17 – O Governo não só inovou legislativamente em relação às normas constantes dos DL 333/83, 465/83 e 142/77, como também estes primeiros dois diplomas ora referidos foram decretados sem a indispensável autorização da Assembleia da República nos termos da CRP então vigente (1982).
18 – Hoje em dia, no fundamental, não existe nenhuma diferença significativa, nem quanto à sua missão nem quanto à sua tutela, entre a força de segurança GNR e a força de segurança PSP (estas sim, distintas na missão – vd. art. 275º da CRP – e na tutela, das Forças Armadas).
19 – E o que também se constata, é que tanto para o comum trabalhador privado, como para o funcionário público em geral, como ainda também para o agente militarizado membro da força de segurança PSP, a ruptura do vínculo de emprego, fundada em justa causa, sempre se decide após a verificação e comprovação desta ser invariável e imperativamente apurada em sede de processo disciplinar integralmente assegurador das garantias de defesa do arguido.
20 – No entender do Recorrente, não existe uma só razão distinta ou argumento plausível que justifique e legitime poder ter sido, como foi, decidida a ruptura do vínculo de emprego através da originalíssima dispensa de serviço, processo inexistente, ao invés do processo disciplinar, nos restantes casos supra indicados.
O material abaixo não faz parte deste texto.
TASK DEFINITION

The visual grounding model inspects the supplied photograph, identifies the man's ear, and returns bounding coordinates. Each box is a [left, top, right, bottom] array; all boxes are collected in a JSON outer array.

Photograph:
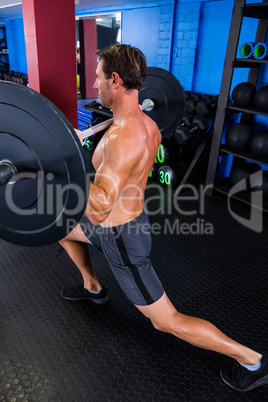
[[111, 72, 120, 88]]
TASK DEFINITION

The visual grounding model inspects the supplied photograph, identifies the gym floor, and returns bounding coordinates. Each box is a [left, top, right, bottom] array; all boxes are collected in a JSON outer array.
[[0, 187, 268, 402]]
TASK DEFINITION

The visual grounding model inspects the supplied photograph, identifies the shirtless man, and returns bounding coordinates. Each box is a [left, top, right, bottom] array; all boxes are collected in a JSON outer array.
[[60, 45, 268, 392]]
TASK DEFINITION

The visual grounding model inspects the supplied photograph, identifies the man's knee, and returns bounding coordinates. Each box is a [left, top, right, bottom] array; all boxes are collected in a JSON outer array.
[[151, 311, 191, 337]]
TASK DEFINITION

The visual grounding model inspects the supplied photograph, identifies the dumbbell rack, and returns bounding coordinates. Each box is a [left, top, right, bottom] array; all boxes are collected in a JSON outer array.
[[205, 0, 268, 211]]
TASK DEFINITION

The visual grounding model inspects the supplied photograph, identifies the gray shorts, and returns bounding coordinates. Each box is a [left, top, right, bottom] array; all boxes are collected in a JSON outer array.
[[79, 212, 164, 306]]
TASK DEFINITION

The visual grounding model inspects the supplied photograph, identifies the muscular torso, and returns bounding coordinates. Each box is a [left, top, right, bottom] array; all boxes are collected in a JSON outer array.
[[92, 112, 161, 227]]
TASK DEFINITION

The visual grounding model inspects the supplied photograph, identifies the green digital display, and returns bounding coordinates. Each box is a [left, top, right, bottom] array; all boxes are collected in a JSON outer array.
[[159, 170, 171, 186], [156, 144, 165, 163]]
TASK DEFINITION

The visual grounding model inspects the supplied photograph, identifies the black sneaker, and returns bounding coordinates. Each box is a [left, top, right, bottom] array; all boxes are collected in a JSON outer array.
[[61, 284, 110, 304], [220, 356, 268, 392]]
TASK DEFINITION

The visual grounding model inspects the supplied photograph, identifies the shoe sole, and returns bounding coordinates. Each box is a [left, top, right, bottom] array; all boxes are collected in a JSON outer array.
[[62, 295, 110, 304], [220, 371, 268, 392]]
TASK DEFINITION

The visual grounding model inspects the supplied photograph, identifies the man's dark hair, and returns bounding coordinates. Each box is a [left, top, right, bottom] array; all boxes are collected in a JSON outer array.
[[96, 45, 147, 90]]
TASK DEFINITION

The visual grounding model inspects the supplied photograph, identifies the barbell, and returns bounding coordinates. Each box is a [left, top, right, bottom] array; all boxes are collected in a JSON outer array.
[[0, 67, 185, 247]]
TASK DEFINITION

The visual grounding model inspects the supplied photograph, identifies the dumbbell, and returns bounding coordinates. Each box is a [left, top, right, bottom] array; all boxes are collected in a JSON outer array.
[[174, 117, 209, 145], [195, 95, 219, 117]]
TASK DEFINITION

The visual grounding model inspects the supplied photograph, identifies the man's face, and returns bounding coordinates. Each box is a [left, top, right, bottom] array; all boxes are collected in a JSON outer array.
[[93, 60, 112, 108]]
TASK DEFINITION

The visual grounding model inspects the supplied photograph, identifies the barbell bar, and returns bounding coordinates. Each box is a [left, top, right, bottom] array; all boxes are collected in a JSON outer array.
[[83, 99, 154, 140], [0, 67, 185, 246]]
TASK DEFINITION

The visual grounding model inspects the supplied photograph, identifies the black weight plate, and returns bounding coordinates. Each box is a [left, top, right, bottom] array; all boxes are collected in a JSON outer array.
[[139, 67, 186, 137], [0, 81, 89, 246]]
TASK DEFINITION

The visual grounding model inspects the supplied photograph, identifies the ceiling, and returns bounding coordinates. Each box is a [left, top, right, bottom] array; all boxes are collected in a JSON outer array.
[[0, 0, 159, 21]]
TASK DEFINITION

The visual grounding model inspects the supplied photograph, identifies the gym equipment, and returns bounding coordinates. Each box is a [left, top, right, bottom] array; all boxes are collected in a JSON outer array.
[[188, 92, 202, 101], [84, 67, 186, 139], [229, 160, 260, 185], [185, 98, 198, 114], [225, 123, 253, 151], [239, 42, 256, 59], [0, 68, 185, 246], [249, 130, 268, 158], [157, 161, 187, 188], [229, 160, 268, 197], [0, 81, 89, 246], [254, 85, 268, 112], [184, 91, 191, 100], [232, 82, 256, 106], [195, 95, 219, 117], [174, 118, 209, 145], [149, 163, 159, 179], [155, 137, 181, 164], [139, 67, 186, 136], [253, 42, 268, 60]]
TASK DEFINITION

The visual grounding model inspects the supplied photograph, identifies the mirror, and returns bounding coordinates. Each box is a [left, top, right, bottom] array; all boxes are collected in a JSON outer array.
[[76, 12, 121, 99]]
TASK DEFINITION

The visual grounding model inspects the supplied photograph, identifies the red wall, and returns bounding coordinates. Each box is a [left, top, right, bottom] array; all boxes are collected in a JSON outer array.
[[22, 0, 77, 127]]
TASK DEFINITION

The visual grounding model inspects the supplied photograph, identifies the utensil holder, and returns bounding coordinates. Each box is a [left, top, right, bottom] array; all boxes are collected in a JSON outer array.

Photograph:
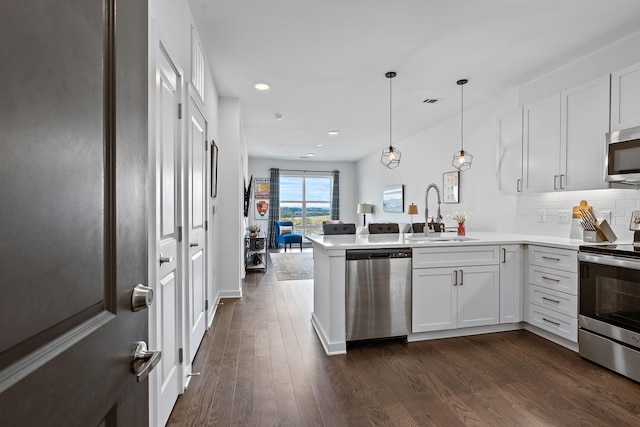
[[595, 219, 618, 242], [582, 230, 607, 243]]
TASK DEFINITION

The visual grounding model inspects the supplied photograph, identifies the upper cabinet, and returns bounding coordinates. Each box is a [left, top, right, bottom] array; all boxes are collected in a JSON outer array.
[[496, 108, 523, 194], [524, 94, 560, 192], [523, 75, 610, 192], [611, 63, 640, 131], [558, 75, 610, 190]]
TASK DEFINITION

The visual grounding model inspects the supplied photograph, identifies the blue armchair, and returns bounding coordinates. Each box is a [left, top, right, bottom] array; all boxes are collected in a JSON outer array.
[[275, 221, 302, 252]]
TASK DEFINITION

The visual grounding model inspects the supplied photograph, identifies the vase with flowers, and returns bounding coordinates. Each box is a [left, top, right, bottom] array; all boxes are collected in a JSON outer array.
[[247, 224, 260, 237], [452, 211, 471, 236]]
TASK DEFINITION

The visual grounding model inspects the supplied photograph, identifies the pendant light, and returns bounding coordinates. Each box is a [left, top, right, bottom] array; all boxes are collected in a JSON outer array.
[[451, 79, 473, 171], [380, 71, 402, 169]]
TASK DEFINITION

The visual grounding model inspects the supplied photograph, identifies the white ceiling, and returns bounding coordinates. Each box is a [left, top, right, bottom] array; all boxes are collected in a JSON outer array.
[[189, 0, 640, 161]]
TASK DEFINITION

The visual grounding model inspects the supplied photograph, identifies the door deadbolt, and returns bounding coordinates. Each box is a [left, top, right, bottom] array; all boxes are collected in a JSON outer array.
[[131, 284, 153, 311]]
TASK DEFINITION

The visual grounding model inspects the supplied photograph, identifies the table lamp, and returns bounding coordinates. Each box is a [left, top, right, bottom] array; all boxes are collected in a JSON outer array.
[[409, 203, 418, 233], [358, 203, 373, 226]]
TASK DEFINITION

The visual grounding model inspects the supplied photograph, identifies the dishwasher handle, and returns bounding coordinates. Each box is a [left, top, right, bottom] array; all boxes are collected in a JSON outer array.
[[346, 249, 411, 261]]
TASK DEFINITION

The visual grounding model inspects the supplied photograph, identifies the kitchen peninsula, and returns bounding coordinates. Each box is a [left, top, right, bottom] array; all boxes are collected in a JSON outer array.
[[307, 232, 583, 355]]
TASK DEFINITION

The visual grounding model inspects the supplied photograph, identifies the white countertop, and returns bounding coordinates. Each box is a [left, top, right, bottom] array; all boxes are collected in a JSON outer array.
[[306, 231, 585, 250]]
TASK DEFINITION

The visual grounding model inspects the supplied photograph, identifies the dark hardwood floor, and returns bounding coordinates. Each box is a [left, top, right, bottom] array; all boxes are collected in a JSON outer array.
[[168, 252, 640, 426]]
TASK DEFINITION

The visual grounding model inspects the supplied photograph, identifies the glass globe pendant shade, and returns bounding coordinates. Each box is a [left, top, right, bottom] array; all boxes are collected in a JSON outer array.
[[380, 71, 402, 169], [451, 150, 473, 171], [380, 145, 402, 169]]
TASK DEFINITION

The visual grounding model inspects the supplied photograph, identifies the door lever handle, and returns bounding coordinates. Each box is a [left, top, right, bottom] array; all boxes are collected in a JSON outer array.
[[160, 254, 173, 265], [131, 341, 162, 382]]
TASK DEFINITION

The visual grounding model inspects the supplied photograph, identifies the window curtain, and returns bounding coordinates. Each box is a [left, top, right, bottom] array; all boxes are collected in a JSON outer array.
[[268, 168, 280, 249], [331, 171, 340, 220]]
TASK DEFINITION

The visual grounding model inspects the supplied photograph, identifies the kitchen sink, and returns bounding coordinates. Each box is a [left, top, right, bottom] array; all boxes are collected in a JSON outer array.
[[404, 235, 478, 243]]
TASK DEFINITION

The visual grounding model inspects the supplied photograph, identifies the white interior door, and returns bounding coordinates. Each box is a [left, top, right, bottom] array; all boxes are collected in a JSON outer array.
[[150, 43, 183, 425], [187, 97, 207, 364]]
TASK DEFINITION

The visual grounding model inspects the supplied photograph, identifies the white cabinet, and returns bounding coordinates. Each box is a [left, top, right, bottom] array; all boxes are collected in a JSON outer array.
[[524, 94, 560, 192], [558, 75, 610, 190], [500, 245, 523, 323], [411, 246, 500, 333], [611, 63, 640, 131], [411, 267, 458, 333], [496, 108, 523, 194], [526, 245, 578, 343], [524, 75, 610, 192]]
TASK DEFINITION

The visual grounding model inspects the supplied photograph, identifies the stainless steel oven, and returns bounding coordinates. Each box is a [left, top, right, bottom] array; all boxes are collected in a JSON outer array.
[[578, 245, 640, 381]]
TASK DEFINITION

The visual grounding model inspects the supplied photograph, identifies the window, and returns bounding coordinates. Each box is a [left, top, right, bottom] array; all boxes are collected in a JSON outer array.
[[280, 175, 331, 235]]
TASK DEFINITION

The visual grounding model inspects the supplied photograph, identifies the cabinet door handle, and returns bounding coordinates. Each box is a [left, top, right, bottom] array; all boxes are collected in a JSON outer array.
[[542, 317, 560, 327], [542, 297, 560, 304]]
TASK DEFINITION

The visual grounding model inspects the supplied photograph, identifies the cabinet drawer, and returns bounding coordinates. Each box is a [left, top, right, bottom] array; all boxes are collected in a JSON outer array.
[[528, 265, 578, 295], [529, 285, 578, 317], [529, 304, 578, 342], [412, 246, 499, 268], [528, 245, 578, 273]]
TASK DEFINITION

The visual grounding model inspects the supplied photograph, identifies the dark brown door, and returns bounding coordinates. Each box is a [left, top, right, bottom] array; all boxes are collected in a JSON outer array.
[[0, 0, 148, 426]]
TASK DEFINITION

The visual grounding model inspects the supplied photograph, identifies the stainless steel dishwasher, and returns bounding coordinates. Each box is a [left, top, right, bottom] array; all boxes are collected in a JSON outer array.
[[346, 248, 411, 341]]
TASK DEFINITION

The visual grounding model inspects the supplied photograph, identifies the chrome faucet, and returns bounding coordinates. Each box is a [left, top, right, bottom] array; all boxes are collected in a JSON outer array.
[[424, 183, 442, 236]]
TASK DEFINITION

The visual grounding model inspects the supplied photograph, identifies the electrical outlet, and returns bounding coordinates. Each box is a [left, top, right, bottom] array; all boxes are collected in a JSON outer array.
[[538, 210, 547, 222], [558, 210, 570, 224]]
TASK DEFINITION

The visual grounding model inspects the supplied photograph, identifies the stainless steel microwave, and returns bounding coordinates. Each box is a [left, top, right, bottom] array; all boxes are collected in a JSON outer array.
[[605, 126, 640, 184]]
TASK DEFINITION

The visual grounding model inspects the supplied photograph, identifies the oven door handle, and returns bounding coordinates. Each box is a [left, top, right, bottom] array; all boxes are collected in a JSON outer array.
[[578, 252, 640, 270]]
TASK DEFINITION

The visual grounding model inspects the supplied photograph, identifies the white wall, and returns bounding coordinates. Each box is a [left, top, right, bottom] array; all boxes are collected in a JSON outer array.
[[517, 32, 640, 238], [247, 157, 358, 231], [216, 98, 247, 297], [358, 88, 518, 232], [357, 33, 640, 237]]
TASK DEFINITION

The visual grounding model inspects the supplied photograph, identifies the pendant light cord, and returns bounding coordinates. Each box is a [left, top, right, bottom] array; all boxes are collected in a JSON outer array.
[[389, 76, 393, 148], [460, 82, 466, 153]]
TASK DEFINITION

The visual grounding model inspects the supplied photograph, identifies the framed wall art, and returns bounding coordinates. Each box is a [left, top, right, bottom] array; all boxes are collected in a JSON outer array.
[[442, 171, 460, 203], [382, 184, 404, 212], [253, 178, 270, 199], [253, 199, 269, 219]]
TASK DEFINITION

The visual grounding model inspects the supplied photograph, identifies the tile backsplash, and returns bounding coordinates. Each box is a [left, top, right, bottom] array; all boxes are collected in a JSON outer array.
[[516, 189, 640, 240]]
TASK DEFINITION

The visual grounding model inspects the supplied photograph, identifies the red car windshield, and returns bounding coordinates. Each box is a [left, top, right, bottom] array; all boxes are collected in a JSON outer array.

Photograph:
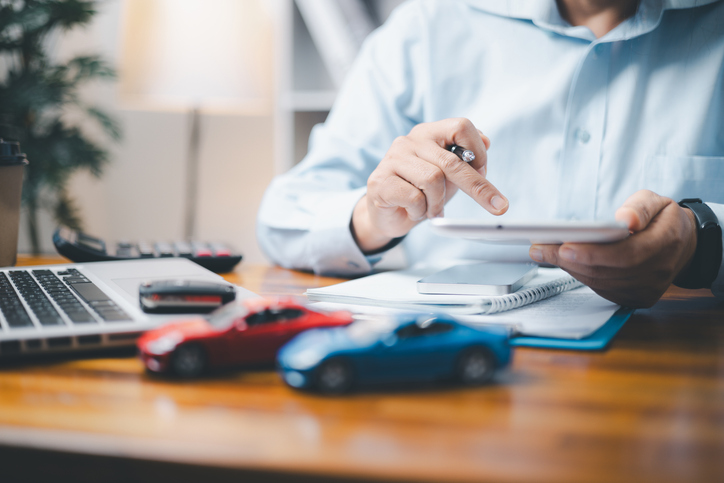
[[208, 303, 249, 329]]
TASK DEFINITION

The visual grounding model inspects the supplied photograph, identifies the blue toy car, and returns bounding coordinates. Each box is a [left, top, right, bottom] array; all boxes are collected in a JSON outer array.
[[277, 314, 511, 394]]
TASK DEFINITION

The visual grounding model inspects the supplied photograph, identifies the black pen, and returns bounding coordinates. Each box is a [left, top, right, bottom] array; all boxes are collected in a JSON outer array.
[[447, 144, 475, 163]]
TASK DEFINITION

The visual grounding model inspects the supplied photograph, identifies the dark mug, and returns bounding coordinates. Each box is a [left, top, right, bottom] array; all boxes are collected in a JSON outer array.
[[0, 139, 28, 267]]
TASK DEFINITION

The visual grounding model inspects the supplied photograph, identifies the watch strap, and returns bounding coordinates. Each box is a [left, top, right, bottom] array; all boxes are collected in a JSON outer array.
[[674, 198, 722, 289]]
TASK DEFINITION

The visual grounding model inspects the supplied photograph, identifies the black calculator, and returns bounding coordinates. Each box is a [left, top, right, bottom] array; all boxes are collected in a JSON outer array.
[[53, 226, 242, 273]]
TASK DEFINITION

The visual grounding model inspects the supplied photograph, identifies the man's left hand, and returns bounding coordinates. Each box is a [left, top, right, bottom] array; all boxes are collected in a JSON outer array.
[[530, 190, 696, 307]]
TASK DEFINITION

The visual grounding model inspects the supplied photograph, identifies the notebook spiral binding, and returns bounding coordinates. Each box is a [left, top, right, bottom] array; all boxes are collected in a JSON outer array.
[[485, 277, 583, 315]]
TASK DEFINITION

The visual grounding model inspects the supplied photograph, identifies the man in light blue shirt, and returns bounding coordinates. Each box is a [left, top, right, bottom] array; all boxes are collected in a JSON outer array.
[[258, 0, 724, 306]]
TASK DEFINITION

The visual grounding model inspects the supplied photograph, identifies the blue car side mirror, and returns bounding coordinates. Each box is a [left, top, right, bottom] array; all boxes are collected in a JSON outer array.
[[380, 334, 397, 347]]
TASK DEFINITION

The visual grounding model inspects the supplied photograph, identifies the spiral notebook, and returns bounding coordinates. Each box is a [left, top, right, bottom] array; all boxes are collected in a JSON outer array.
[[305, 264, 630, 348]]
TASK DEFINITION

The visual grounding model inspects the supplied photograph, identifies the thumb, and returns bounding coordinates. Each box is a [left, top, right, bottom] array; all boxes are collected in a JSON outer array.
[[615, 190, 674, 232]]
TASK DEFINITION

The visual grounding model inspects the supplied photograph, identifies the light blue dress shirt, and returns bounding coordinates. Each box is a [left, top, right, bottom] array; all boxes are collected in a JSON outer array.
[[257, 0, 724, 297]]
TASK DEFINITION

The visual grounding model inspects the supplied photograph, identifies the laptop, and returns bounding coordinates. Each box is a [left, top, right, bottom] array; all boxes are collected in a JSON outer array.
[[0, 258, 258, 360]]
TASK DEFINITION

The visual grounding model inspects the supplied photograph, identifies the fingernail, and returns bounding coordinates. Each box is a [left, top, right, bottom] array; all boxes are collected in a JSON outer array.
[[558, 247, 576, 262], [490, 195, 508, 211]]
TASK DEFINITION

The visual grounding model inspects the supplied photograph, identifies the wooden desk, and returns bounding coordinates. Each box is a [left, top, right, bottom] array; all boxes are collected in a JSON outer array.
[[0, 258, 724, 483]]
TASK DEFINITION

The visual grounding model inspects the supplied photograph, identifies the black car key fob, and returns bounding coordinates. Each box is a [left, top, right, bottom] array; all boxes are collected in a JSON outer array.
[[138, 280, 236, 314]]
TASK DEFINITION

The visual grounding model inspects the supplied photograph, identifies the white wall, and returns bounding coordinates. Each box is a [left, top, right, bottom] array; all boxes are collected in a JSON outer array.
[[19, 0, 274, 263]]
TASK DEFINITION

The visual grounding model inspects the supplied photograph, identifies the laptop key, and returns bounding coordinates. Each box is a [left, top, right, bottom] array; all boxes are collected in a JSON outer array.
[[71, 282, 111, 304]]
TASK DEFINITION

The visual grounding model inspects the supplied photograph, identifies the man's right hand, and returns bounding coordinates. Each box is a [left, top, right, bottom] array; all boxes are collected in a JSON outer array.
[[352, 118, 508, 253]]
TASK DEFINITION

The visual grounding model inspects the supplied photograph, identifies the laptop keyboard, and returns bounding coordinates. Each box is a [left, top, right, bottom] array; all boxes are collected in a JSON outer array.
[[0, 269, 132, 330]]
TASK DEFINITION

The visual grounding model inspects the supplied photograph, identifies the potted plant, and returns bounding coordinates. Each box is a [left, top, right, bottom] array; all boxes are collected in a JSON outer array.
[[0, 0, 120, 254]]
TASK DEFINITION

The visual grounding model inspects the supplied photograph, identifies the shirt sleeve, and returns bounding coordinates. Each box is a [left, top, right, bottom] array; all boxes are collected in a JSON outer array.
[[707, 203, 724, 300], [257, 2, 425, 276]]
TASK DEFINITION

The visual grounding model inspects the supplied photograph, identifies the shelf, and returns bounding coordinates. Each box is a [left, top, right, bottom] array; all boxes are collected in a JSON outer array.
[[282, 89, 337, 112]]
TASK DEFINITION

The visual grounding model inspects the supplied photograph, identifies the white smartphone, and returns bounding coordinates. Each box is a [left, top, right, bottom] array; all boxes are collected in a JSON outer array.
[[430, 218, 629, 245], [417, 262, 538, 295]]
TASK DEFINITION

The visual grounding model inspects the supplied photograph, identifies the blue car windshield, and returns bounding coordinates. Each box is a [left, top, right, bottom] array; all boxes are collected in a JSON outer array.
[[347, 317, 398, 345]]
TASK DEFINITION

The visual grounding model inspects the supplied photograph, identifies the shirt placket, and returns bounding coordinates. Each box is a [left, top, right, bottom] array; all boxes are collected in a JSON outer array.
[[557, 43, 611, 220]]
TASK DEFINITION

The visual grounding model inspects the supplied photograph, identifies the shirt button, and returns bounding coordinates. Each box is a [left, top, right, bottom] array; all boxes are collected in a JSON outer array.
[[576, 129, 591, 144]]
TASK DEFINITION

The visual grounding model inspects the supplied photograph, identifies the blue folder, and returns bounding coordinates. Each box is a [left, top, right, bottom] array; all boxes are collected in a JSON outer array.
[[510, 307, 634, 351]]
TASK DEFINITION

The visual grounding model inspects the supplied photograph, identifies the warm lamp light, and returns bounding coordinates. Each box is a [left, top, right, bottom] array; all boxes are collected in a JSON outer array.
[[119, 0, 271, 238]]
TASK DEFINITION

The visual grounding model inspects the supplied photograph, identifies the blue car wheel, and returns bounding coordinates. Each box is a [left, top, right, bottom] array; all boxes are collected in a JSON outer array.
[[456, 347, 495, 386], [315, 358, 354, 394]]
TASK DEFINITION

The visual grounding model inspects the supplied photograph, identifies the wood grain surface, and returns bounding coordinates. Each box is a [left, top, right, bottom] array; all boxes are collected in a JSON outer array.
[[0, 257, 724, 482]]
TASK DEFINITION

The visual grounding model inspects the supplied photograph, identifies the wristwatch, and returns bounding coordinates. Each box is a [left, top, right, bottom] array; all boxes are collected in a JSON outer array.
[[674, 198, 722, 288]]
21 – A indevida sujeição dos membros da GNR à medida estatutária de dispensa de serviço constitui notória violação daquele requisito e dos princípios constitucionais da proibição do excesso e da salvaguarda do núcleo essencial do direito fundamental (vd, por todos J.J. Gomes Canotilho – Direito Constitucional, 4ª edição, págs. 482 a 493), ínsitos nos nºs. 2 e 3 do art. 18º da CRP, consubstanciando inequivocamente a violação dos princípios da igualdade e da proporcionalidade arguida pelo Recorrente.
22 – Em boa verdade, além de deverem ter fundamento na Constituição, cumpre sempre apurar se a especificidade estatutária concreta exige aquela concreta restrição ao direito fundamental afectado (vd. J.J. Gomes Canotilho, ob. cit. págs. 501 a 503). No caso dos autos claramente se constata o desrespeito pelos princípios da exigibilidade e da salvaguarda do núcleo essencial, em virtude de, por maior que seja o persistente esforço, não se conseguir vislumbrar o que possa justificadamente exigir a existência de dispensa de serviço na GNR e a sua não existência na PSP.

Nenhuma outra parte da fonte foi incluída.